What to know before launching an object into space

International law contains a set of rules which governs space activities, and which is commonly referred to as space law. One of the concepts at the heart of space law is known as the launching State. Recalling the Convention on International Liability for Damage Caused by Space Objects (1972) and the Convention on Registration of Objects Launched into Outer Space (1975), a launching State is any State that “launches or procures the launching of an object into outer space” and any State “from whose territory or facility an object is launched”.
The immediate interpretation after this definition is clear: for each and every object sent into space, there should be at least one State identified which bears international responsibility and liability, regardless of whether the State itself (i.e. the government) is at the origin of the launch or a natural or juridical person under its jurisdiction. Indeed, being a launching State means being liable for any damage that the object may cause either on Earth or in space, and the status as a launching State cannot be shed at a later date.
When seeing a rocket lifting off, the launching State is not the only legal issue to be aware of. While a State is liable for launching an object into space, this object is also subject to discussion. What does include the term space object? According to the Liability and Registration Conventions, a space object “includes component parts of a space object as well as its launch vehicle and parts thereof”. Here is the thing. Imagine State A pays for the launch of its satellite, and State B launches the satellite with its launch vehicle. Then State A will become the launching State of the satellite, and State B will not only become the launching State of the launch vehicle, but also the launching State of the satellite. To conclude, a space object can have more than one launching State associated.
Nevertheless, the launching State does not necessarily have to be a State. It can also be an international organisation, such as the European Space Agency (ESA). In case of a damage caused by an ESA space object, both ESA and its Member States have an administrative system to deal with the legal consequences and the apportionment of liability, including with those Member States that are not parties to the Liability Convention.

launch-landscape

Commercial launch services: the case of the French Guiana Space Center

The Guiana Space Center (CSG) is Europe’s spaceport, and France is liable for any space object launched to space from Kourou. Any space activity to be carried out in CSG is subject to a European framework for launch services. Arianespace is the launch services operator in CSG, and its launch services are governed by national regulation as a result of specific international agreements passed with ESA on CSG facilities: the legal source of safety rules at the CSG launch base. Additional national regulations include the Declaration between the Ariane Exploitation Phase Participating States (including France). Such States give mandate to ESA to conclude an Arrangement with the private operator Arianespace to implement the “exploitation” phase: legal source of the French Launch State special liability.
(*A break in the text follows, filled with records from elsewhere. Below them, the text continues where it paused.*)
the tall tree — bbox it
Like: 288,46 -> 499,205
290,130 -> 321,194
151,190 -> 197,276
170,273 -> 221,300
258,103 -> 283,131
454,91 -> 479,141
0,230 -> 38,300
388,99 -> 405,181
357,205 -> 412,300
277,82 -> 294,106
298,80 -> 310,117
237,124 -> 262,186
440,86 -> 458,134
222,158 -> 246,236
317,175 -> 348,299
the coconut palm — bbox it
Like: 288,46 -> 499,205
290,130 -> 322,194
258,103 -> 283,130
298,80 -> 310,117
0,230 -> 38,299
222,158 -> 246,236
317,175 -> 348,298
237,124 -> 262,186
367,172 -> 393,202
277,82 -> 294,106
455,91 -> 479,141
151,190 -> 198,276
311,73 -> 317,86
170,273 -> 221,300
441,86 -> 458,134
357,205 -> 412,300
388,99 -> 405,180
Nevertheless, the Space Operations Act (SOA) entered into force in 2008, and authorizes and monitors space operations. The scope of its authorization regime encompasses the principle of prior authorization or license for carrying out a space operation as well as the exclusion of the operations carried out in the scope of a public executed by CNES. According to the Article I, a space operation is “any activity consisting in launching or attempting to launch an object in outer space, or in ensuring the command of a space object during its journey in outer space, including the Moon and other Celestial Bodies, as well as during its return on Earth”.
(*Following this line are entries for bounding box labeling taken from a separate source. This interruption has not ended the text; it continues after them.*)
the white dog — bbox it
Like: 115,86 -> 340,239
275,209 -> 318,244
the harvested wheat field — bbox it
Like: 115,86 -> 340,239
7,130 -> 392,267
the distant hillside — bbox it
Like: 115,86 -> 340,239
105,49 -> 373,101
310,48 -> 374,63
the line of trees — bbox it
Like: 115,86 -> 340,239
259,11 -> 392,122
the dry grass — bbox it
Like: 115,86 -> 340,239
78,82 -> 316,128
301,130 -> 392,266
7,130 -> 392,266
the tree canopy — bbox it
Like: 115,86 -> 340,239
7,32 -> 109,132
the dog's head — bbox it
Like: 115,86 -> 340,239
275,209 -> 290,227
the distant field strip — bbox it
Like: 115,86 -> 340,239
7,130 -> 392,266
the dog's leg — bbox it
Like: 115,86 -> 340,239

So, who can carry out a space operation in Kourou? Article II defines a new applicant as “any operator, no matter its nationality, that aims at launching a space object from the national territory or from facilities under the jurisdiction of France, or when such an object comes back to the national territory or facilities under the jurisdiction of France”. This means that launch services operators are subject to the French territory jurisdiction criteria, whereas French launch services operators are subject to French nationality criteria, no matter whether they launch from a foreign State or a place lacking of sovereignty. Furthermore, any French person that purchases a launch service or intends to operate a space object is under French jurisdiction.
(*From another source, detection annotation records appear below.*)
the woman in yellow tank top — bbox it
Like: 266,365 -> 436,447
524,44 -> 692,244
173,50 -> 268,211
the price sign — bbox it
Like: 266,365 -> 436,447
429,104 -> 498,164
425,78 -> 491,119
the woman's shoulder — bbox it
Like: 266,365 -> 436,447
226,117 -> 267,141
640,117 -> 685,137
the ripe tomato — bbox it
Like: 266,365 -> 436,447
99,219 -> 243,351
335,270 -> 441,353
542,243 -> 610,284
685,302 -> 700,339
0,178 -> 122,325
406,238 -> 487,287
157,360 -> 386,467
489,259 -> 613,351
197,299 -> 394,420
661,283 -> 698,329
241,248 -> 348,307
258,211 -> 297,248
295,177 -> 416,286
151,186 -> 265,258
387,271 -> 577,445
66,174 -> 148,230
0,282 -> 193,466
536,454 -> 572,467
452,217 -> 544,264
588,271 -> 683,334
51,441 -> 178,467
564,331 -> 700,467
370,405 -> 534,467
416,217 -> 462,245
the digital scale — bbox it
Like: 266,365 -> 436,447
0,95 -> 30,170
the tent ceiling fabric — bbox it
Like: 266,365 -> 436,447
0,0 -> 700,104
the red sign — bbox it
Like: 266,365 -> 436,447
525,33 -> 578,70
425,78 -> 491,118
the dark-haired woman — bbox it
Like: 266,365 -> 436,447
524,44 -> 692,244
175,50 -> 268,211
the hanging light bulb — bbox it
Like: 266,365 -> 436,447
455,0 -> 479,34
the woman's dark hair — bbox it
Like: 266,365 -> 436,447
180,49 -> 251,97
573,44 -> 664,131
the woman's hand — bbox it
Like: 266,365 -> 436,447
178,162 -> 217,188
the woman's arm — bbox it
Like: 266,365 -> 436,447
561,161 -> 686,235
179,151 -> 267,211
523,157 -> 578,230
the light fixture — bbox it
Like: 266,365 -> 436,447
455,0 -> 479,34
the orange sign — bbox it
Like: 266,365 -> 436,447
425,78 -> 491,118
As a result, the launching of a non-French satellite by a French operator (e.g. Arianespace) from CGS is not subjected to the SOA, since Arianespace is already authorized and controlled for such operation. Consequently, the command phase, the “period of time starting as part of a space operation at the moment when the object to be put in outer space is separated from its launch vehicle” and ending when the mission finishes for any predicted or unpredicted event, of such object is out of SOA scope.
The transfer of control of space operations is within the scope of SOA as well. Applicants willing to transfer to a foreign country the command of a space object whose launch or command has been authorized in compliance with the French legislation requires either an authorization, or vice versa.
In brief, the legal issues arising when it comes to space operations tend to be numerous and complex, and a further digging into all of them gets out of scope. This is the ultimate starter pack of launch operations’ legal framework for entrepreneurs looking to cut their teeth on the launch industry.